Кровать хранила Наташины запахи. Все подталкивало к мысли, что непосредственно моей жизни никто не угрожает. Я подмигнул стоявшему на обычном месте Шиве и снял с полки том Акутагавы, тот самый, который листал тут в первый вечер. Сложенный вдвое листок ученической тетради с детским рисунком женского лица в окне лежал, как и раньше, между страницами "Жизни идиота". Я развернул его и задумчиво перечитал надпись: "ЭТО НЕ МОЖЕТ БОЛЬШЕ ПРОДОЛЖАТЬСЯ НЕ МОЖЕТ".
Одеяло еще хранило тепло наших тел. Чтобы поскорее уснуть, я хотел воспользоваться, как и вчера, услугами двойника, но потом избрал привычное, не раз проверенное средство: вызвал в памяти Наташу, повернул ее к себе теплой спинкой и крепко обнял.

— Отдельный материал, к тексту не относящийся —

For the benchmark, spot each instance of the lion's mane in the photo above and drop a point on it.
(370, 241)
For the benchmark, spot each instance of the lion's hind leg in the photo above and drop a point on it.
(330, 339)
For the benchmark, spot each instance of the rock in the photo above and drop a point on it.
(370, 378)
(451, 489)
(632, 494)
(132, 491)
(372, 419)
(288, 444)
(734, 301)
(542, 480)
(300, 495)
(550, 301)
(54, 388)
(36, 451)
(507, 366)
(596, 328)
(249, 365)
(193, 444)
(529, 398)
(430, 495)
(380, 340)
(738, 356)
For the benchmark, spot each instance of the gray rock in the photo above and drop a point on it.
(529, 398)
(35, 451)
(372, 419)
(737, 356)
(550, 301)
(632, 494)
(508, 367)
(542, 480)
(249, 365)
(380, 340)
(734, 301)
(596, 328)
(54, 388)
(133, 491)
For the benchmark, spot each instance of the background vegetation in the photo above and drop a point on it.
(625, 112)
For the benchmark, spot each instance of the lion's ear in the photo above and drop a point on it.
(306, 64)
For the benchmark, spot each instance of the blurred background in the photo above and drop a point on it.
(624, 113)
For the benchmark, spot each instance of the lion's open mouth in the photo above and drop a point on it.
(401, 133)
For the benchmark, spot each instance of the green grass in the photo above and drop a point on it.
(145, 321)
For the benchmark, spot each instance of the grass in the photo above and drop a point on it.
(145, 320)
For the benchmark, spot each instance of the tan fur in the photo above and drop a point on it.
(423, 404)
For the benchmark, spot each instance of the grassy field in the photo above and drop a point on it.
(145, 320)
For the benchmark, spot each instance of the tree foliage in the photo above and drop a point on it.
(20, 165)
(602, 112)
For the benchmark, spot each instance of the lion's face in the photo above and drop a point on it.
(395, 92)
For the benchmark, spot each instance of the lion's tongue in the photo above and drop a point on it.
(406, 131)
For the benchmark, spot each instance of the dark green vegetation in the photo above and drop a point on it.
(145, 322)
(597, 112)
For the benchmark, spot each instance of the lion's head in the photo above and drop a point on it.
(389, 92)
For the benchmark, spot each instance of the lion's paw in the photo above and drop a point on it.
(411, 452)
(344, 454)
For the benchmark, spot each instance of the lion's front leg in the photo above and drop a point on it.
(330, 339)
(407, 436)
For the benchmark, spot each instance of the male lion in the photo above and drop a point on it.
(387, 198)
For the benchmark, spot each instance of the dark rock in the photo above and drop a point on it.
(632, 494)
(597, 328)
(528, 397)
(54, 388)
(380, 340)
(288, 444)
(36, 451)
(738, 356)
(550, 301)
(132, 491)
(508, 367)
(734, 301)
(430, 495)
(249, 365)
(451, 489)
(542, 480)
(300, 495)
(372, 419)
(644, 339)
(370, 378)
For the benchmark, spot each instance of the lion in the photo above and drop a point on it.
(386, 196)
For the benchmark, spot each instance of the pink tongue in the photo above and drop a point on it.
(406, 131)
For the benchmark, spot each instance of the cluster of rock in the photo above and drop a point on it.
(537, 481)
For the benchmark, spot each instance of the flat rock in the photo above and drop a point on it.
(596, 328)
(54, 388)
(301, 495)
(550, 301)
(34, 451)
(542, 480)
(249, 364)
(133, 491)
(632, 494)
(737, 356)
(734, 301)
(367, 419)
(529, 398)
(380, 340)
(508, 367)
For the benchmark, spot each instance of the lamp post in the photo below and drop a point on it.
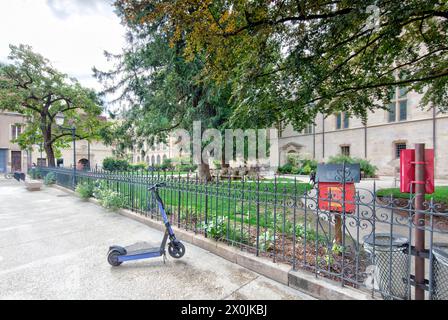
(60, 121)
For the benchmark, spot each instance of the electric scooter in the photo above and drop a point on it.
(117, 255)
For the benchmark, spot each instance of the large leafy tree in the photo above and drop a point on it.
(31, 86)
(162, 90)
(288, 60)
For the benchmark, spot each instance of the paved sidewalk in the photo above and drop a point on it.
(54, 246)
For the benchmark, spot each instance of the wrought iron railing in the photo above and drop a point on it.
(283, 219)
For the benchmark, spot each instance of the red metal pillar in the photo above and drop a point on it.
(419, 220)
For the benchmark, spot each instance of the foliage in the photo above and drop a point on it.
(113, 164)
(266, 240)
(50, 179)
(186, 167)
(108, 198)
(368, 169)
(31, 86)
(137, 166)
(290, 60)
(296, 165)
(216, 228)
(167, 164)
(85, 190)
(35, 173)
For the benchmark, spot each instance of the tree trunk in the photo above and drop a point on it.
(46, 134)
(50, 154)
(204, 172)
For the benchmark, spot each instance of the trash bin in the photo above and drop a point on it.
(392, 263)
(440, 271)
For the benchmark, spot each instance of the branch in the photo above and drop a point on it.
(66, 135)
(287, 19)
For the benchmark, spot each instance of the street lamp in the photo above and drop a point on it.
(59, 118)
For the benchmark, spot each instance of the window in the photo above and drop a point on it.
(398, 147)
(346, 120)
(345, 151)
(398, 108)
(342, 119)
(16, 130)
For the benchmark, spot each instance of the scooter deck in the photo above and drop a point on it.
(141, 248)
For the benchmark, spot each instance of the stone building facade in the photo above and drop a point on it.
(12, 158)
(379, 140)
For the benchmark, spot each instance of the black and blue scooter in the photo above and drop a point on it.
(117, 255)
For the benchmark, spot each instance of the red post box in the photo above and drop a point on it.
(407, 171)
(331, 197)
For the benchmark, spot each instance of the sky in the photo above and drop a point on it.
(72, 34)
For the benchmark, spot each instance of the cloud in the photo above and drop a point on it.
(63, 9)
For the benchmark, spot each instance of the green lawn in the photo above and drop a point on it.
(440, 195)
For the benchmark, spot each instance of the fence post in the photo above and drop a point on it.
(419, 220)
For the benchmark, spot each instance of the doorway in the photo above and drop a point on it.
(3, 154)
(16, 161)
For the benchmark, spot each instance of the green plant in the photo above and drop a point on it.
(166, 165)
(186, 167)
(137, 166)
(50, 179)
(111, 200)
(217, 164)
(113, 164)
(108, 198)
(85, 190)
(266, 240)
(285, 169)
(35, 173)
(216, 228)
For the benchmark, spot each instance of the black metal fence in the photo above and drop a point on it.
(369, 247)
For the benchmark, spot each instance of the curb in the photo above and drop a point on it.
(305, 281)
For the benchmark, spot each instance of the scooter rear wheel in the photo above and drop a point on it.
(112, 258)
(176, 250)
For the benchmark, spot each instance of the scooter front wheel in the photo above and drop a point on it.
(176, 250)
(112, 258)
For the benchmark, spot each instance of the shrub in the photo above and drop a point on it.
(85, 190)
(50, 179)
(266, 240)
(287, 168)
(109, 199)
(113, 164)
(35, 173)
(167, 165)
(368, 169)
(137, 166)
(186, 167)
(215, 228)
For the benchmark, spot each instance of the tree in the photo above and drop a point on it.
(289, 60)
(33, 88)
(162, 91)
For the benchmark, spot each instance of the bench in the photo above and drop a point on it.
(33, 185)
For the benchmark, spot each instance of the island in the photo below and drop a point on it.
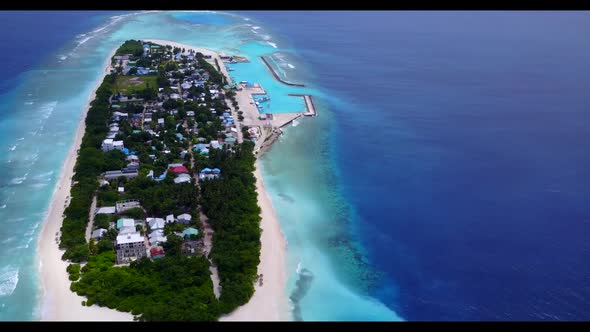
(160, 207)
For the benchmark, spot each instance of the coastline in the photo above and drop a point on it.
(270, 301)
(58, 302)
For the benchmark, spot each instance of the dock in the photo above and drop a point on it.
(277, 77)
(311, 111)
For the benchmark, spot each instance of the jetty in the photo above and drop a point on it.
(277, 76)
(311, 111)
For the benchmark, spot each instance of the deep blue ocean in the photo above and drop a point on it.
(459, 143)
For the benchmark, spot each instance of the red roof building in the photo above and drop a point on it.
(179, 169)
(156, 252)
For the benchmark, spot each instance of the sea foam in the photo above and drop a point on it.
(8, 280)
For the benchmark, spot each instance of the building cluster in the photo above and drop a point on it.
(165, 136)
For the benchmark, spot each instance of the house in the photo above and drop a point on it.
(157, 237)
(182, 178)
(184, 218)
(170, 219)
(179, 169)
(132, 158)
(125, 222)
(107, 145)
(156, 223)
(118, 145)
(97, 234)
(106, 210)
(130, 247)
(230, 141)
(127, 230)
(156, 252)
(215, 145)
(127, 205)
(190, 231)
(109, 175)
(209, 174)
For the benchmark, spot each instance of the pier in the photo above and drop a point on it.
(308, 104)
(277, 76)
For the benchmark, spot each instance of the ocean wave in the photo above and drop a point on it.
(19, 180)
(38, 185)
(85, 40)
(8, 240)
(8, 280)
(44, 175)
(47, 109)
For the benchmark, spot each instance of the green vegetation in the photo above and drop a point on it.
(129, 85)
(134, 47)
(232, 207)
(89, 165)
(73, 271)
(214, 75)
(174, 287)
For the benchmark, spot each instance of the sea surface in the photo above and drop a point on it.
(445, 177)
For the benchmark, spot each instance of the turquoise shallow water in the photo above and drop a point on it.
(46, 106)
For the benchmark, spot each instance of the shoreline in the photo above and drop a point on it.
(270, 301)
(58, 302)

Поутру я проснулся в накуренной комнате с чувством готовности к самому неожиданному. С этого и начался отсчет дней, которые я условно назвал периодом экспериментов.
Эксперименты — порой с довольно значительными перерывами — продолжались от сожжения визитки моего хозяина до первого сна, который еще не стал подлинным путешествием.

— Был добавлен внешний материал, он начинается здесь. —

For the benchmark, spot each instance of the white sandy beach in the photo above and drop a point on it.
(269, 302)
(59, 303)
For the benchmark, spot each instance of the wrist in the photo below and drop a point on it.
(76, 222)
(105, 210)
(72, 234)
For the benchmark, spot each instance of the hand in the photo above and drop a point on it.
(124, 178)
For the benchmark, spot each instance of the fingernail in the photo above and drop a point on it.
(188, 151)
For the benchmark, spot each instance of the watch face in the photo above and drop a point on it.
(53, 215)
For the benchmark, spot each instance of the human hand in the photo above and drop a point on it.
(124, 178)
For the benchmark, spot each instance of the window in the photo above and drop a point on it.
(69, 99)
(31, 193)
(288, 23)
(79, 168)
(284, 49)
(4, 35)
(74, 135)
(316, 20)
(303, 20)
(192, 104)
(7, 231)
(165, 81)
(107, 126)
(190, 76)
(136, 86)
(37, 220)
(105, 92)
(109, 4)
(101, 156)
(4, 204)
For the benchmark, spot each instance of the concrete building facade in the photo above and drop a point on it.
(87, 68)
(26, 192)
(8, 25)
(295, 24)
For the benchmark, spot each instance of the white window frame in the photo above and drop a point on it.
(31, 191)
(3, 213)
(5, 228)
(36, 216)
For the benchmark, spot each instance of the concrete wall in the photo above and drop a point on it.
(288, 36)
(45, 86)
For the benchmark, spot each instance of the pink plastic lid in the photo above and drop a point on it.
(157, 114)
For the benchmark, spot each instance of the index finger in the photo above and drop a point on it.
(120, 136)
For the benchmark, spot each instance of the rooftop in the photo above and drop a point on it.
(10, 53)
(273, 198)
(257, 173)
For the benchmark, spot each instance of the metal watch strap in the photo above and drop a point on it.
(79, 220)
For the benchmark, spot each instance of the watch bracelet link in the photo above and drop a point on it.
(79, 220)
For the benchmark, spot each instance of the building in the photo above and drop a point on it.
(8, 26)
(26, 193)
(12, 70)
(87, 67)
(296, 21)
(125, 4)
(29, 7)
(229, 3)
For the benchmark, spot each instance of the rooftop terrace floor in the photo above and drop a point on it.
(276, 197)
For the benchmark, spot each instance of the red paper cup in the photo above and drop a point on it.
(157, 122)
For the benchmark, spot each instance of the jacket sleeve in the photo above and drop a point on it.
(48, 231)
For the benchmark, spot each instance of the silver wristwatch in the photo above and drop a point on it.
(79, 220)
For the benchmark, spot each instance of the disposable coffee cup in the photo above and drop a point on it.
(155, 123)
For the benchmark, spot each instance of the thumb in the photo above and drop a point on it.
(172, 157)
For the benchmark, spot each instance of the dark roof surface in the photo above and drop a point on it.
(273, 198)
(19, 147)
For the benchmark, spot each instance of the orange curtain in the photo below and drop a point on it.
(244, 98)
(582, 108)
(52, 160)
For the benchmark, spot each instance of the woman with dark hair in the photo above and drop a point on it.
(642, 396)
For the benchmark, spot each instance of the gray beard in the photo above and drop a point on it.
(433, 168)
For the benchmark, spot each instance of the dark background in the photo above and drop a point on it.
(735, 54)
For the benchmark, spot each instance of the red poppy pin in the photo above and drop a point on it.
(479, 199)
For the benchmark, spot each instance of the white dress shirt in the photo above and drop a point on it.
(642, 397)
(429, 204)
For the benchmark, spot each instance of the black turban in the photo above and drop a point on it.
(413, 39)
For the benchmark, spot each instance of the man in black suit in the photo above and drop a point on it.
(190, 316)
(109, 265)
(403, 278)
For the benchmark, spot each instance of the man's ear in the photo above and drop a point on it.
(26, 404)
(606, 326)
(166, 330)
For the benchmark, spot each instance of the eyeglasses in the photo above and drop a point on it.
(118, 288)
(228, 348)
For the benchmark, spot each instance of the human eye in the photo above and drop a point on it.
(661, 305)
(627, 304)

Однако не буду спешить, чтобы ничего не упустить, как не упускает даже мелочей человек, ведущий бортовой журнал отклонившегося от курса корабля.
Да, эксперименты начались после сожжения визитки с телефоном и адресом хозяина. Я воспринял это как глубоко символический акт, призванный подтвердить мою решимость,— когда-то в студенчестве с таким же мрачным наслаждением я развел в университетском сквере костерок из писем однокурсницы.

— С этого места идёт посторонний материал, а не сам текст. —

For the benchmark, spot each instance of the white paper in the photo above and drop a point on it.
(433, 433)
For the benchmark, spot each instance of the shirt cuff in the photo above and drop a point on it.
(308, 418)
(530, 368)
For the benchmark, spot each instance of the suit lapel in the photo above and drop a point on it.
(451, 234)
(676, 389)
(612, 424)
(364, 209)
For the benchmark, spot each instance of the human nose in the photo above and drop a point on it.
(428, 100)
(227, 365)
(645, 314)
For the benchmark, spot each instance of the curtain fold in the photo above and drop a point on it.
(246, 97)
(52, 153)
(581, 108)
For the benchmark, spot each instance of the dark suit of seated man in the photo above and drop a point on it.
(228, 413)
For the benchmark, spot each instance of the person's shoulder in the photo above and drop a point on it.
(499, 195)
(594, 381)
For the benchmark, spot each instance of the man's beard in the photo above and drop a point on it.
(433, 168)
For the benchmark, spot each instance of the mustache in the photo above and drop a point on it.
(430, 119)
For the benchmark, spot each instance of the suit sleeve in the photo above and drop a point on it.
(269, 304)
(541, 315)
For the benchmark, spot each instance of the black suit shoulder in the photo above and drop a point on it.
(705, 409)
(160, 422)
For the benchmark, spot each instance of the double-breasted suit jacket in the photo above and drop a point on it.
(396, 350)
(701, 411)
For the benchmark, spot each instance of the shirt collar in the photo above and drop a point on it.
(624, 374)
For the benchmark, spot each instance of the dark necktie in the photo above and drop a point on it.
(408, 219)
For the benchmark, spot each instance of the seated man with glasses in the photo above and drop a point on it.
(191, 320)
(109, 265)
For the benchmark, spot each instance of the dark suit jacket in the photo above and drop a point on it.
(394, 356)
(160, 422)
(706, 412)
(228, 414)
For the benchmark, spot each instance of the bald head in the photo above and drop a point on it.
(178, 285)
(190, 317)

Полагая, что в основе моих действий лежал некий детально разработанный план, вы ошибаетесь. Я исходил из того, что в алогичных условиях любая система неизбежно даст сбой, а посему надо делать ставку на импровизацию. Короче говоря, я занял круговую оборону и, нащупывая у противника уязвимое место, устраивал вылазки сразу по всем направлениям.
О некоторых опытах я вспоминаю с саркастической улыбкой. Ну, например, о белых с зеленым пояском пачках сигарет "Piere Cardin", которые я — то нераспечатанными, то умышленно начатыми — оставлял, уходя из дому, где-нибудь на виду, как бы приглашая угоститься. Еще более наивным было натягивание в комнате и в коридорчике ниток. Впрочем, надо заметить, что и нитки, и сигареты всякий раз оставались нетронутыми, что никак не влияло на появление или отсутствие в квартире ментолового аромата. Пачка была не начата и тогда, когда я обнаружил свежий окурок.
Предыдущие строки могут повеять на вас легковесностью, но подобное впечатление будет бесконечно далеко от реальности. Достаточно сказать, что я начал курить. В этом был, правда, и чисто практический смысл, ибо, чтоб избавиться от наваждения с запахами, я курил исключительно ментоловые сигареты. Я вступил в игру, но не знал ни ее правил, ни ставок, хотя постоянно чувствовал, что ставки будут высоки.